*
Dirgana POV
Anita memeriksa keadaan Dimas di kamar, ditemani mama Sandra. Aku menyiapkan sarapan di dapur. Tak berapa lama, aku mendengar percakapan mama Sandra dan Anita.
" Bapak itu butuh banyak istirahat nyonya, apalagi istirahat malam. Setiap pagi tensi bapak naik terus, artinya bapak kurang istirahat di malam hari."
Mama Sandra menganggukkan kepalanya, aku mengerti kemana arah pembicaraannya.

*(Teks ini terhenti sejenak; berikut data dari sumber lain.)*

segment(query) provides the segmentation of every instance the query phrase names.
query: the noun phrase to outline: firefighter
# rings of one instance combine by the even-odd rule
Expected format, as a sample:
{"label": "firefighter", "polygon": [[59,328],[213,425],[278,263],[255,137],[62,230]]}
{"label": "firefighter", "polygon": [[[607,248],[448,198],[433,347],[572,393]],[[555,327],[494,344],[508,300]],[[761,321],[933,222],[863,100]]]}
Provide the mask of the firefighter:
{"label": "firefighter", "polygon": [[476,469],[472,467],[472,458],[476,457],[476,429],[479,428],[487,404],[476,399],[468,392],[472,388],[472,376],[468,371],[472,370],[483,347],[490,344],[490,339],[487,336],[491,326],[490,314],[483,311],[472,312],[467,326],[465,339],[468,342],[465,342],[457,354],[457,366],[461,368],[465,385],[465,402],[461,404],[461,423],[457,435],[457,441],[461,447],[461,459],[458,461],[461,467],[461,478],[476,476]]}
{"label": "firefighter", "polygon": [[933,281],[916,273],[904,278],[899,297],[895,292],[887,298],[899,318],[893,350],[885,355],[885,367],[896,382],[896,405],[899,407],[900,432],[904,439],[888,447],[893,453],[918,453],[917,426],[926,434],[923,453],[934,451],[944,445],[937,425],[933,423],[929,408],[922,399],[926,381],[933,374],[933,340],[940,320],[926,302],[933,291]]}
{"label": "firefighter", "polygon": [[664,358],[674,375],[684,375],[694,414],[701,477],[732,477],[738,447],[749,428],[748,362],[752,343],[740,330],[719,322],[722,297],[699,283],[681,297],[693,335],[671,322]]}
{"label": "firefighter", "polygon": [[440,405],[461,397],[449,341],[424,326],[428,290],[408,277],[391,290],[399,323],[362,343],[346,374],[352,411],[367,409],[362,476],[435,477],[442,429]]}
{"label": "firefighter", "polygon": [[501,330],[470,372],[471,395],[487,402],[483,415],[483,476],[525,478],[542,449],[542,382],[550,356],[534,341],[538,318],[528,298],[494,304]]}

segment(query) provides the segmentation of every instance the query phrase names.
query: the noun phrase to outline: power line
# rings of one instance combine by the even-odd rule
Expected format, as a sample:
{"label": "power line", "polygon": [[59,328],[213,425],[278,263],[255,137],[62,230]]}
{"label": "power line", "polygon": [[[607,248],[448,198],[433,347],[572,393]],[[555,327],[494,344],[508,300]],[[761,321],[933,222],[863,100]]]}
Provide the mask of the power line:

" Bapak butuh perawatan dan penjagaan khusus 24 jam, agar semua kegiatan yang melelahkan dapat di hindari."
prang
Piring yang sedang aku cuci terjatuh dari tanganku, ada firasat buruk ketika mendengar kata - katanya.
" Kau tidak apa - apa Di?"
Mama bertanya, setengah berteriak
" Nggak pa pa ma."
Jawabku pelan.
" Baiklah, begini saja. Kalau mendengar hasil pemeriksaan kamu tadi, ini berarti masalah serius."
" Benar nyonya."
Mama Sandra diam sejenak,
" Saya akan bawa Dimas ke rumah sakit saja, biar dirawat disana."
" Lho, saya kan ada disini untuk merawat bapak, saya sangat siap menjaga beliau 24 jam."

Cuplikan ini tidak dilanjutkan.